Introduction
The Trusts of Land and Appointment of Trustees Act 1996 (TOLATA) reformed the law governing co-owned land by replacing the rigid structure of the Law of Property Act 1925 with a more flexible framework. Section 15 of TOLATA guides courts when exercising their discretion under section 14 to order the sale of land held on trust. The provision lists several non-exhaustive factors that the court must consider, including the welfare of any minor who occupies or might reasonably be expected to occupy the property and the interests of any secured creditor of a beneficiary. The statement under examination asserts that these two factors receive equal treatment and argues that the welfare of minors should instead receive absolute priority. This essay critically examines the claim by analysing the legislative scheme, relevant case law, and academic commentary before concluding that the current balanced approach should be retained rather than replaced by a rigid hierarchy.
The Legislative Framework of Section 15
Section 15(1) directs the court to have regard to the intentions of the settlor, the purposes for which the property is held, the welfare of minors, and the interests of secured creditors.
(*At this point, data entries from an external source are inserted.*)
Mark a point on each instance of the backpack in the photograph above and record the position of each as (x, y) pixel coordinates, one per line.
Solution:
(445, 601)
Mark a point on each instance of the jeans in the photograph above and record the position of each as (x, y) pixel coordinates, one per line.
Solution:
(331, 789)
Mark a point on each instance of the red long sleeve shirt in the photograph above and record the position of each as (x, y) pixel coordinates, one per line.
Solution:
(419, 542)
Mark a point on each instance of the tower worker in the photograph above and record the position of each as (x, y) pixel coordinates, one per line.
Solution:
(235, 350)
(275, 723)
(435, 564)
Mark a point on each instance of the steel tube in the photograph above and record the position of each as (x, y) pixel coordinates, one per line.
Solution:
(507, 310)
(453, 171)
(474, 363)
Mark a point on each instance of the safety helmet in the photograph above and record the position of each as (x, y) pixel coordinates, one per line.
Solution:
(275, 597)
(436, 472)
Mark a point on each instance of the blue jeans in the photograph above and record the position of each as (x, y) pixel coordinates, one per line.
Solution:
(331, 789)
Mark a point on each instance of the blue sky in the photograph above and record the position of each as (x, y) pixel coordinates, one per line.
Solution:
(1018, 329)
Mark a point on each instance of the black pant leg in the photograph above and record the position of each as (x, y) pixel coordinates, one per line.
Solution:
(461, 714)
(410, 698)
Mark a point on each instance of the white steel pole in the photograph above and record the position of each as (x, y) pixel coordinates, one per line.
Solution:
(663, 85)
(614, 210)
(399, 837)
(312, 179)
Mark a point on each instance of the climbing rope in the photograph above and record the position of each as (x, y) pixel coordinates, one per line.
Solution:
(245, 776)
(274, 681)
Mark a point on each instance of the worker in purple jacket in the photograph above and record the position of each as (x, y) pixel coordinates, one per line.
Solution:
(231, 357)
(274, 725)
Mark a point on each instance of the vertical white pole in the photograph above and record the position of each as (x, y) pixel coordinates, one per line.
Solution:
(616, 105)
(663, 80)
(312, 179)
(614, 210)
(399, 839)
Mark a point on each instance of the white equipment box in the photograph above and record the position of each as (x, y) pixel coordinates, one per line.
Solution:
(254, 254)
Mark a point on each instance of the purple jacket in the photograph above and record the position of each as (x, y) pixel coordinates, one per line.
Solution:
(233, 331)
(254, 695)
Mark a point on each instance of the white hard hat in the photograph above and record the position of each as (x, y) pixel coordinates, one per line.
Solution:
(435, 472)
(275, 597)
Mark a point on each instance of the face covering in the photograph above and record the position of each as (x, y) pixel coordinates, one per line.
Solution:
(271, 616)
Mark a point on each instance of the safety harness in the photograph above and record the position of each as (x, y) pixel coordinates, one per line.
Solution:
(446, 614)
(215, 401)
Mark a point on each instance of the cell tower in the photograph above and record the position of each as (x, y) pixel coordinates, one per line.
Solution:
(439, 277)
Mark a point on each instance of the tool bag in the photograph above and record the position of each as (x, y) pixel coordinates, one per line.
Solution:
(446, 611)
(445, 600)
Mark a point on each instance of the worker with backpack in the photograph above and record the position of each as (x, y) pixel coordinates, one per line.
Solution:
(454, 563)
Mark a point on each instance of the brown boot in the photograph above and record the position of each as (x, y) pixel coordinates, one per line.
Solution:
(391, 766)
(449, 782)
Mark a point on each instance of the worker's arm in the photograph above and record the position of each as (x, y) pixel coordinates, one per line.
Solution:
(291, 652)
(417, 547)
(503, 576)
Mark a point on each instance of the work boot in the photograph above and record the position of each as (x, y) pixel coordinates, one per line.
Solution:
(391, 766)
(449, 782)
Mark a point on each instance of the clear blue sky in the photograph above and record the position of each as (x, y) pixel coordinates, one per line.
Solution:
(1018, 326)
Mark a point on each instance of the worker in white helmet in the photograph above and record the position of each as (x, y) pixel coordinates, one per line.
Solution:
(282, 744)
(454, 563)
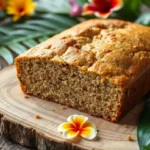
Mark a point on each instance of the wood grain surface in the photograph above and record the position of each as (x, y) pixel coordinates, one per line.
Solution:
(18, 121)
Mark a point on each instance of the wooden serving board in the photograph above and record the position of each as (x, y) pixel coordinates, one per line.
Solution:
(18, 122)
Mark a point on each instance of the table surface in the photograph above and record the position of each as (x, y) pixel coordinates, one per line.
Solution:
(6, 144)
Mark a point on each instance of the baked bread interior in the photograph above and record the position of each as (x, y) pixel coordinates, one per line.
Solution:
(101, 67)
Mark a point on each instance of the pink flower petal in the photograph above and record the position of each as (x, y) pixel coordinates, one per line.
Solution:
(88, 131)
(102, 15)
(70, 134)
(65, 126)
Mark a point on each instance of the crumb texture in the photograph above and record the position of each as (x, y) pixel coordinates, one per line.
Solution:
(95, 67)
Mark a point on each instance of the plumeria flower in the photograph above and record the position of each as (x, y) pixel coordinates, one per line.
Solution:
(3, 4)
(19, 8)
(102, 8)
(76, 8)
(77, 125)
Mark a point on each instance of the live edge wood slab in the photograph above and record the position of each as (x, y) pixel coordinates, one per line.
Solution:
(18, 122)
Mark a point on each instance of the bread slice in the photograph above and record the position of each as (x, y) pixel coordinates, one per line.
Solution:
(101, 67)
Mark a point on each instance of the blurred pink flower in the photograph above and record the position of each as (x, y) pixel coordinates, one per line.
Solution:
(102, 8)
(76, 8)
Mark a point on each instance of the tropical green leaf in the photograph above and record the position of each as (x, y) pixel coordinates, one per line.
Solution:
(18, 37)
(146, 2)
(82, 2)
(130, 11)
(143, 131)
(144, 19)
(54, 6)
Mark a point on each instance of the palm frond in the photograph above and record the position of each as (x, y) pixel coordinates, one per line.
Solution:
(18, 37)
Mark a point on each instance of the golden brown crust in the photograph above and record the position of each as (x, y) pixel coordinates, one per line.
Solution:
(117, 50)
(114, 49)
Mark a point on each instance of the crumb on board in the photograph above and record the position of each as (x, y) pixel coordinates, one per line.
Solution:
(129, 138)
(37, 116)
(26, 96)
(126, 126)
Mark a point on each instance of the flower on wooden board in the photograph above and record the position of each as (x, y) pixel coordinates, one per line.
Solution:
(77, 125)
(20, 8)
(76, 8)
(102, 8)
(3, 4)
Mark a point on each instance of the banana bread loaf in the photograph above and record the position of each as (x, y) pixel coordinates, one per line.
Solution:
(101, 67)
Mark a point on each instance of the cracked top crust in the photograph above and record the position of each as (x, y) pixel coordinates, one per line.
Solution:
(117, 50)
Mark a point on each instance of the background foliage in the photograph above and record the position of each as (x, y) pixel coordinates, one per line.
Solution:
(50, 18)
Subsection (3) confirms that these considerations do not exclude other relevant matters. Parliament therefore intended a flexible, fact-sensitive enquiry rather than a fixed ranking of factors. As Dixon (2016) observes, the statute deliberately avoids creating any statutory order of priority so that judges can respond proportionately to the circumstances of each case. Imposing an absolute priority for minors would depart from this legislative design and risk undermining the equitable balancing exercise that TOLATA was enacted to achieve.
Judicial Interpretation and the Balancing Exercise
Courts have consistently treated the section 15 factors as requiring a holistic assessment rather than automatic precedence for any single consideration. In Bank of Ireland Home Mortgages Ltd v Bell [2001] 2 All ER (Comm) 920, the Court of Appeal emphasised that the interests of a secured creditor remain highly significant, particularly where the loan was advanced on the security of the property. Arden LJ noted that while the welfare of children is important, it does not automatically outweigh the creditor’s commercial interest, especially when the debtor has alternative accommodation available. Similarly, in Mortgage Corporation v Shaire [2001] 1 FLR 973, Neuberger J held that the policy of protecting minors must be weighed against the broader policy of upholding security of title for lenders. These decisions illustrate that equal weighting of the two factors under scrutiny allows courts to protect vulnerable family members while preserving the integrity of lending markets. An absolute priority rule would have produced different outcomes in these cases and might discourage secured lending on family homes.
Practical Implications and Policy Considerations
An absolute preference for minors would raise several practical difficulties. First, it could encourage strategic behaviour by beneficiaries seeking to frustrate legitimate enforcement action by placing children in the property. Second, mortgage lenders might respond by imposing stricter lending criteria or higher interest rates on co-owned properties to offset increased enforcement risk. Pascoe (2008) argues that such market adjustments would ultimately harm the very families the reform seeks to protect by reducing access to affordable credit. Moreover, the welfare of minors is already addressed through other legal mechanisms, including applications under the Children Act 1989 and the inherent jurisdiction of the court. These overlapping protections reduce the necessity for an overriding priority within TOLATA disputes.
Evaluation of the Proposal for Reform
While the welfare of children undoubtedly merits strong protection, elevating it to an absolute rule oversimplifies complex property disputes. A more nuanced improvements might include clearer statutory guidance on how to weigh the factors, or greater emphasis on the length of time a child has lived in the property. However, replacing the present discretionary framework with a mandatory hierarchy would sacrifice the flexibility that Parliament deliberately preserved. The current approach allows judges to consider the specific facts, such as the age of the children, the availability of alternative housing, and the reason for the creditor’s application, thereby achieving just outcomes on a case-by-case basis.
Conclusion
The statement under consideration advocates a significant change to the balancing exercise required by section 15 of TOLATA. Examination of the statute, case law, and commentary shows that the factors are deliberately placed on an equal footing to enable proportionate judicial responses. Replacing this balance with an automatic priority for minors would depart from legislative intent, create practical difficulties for lenders, and potentially reduce access to credit. The existing framework, while imperfect, better accommodates the competing interests at stake. Therefore, the proposal should not be adopted.
References
- Dixon, M. (2016) Modern Land Law. 10th edn. Abingdon: Routledge.
- Pascoe, S. (2008) ‘Section 15 of TOLATA 1996: A Flexible Friend or a Wolf in Sheep’s Clothing?’, Conveyancer and Property Lawyer, 72(2), pp. 108-126.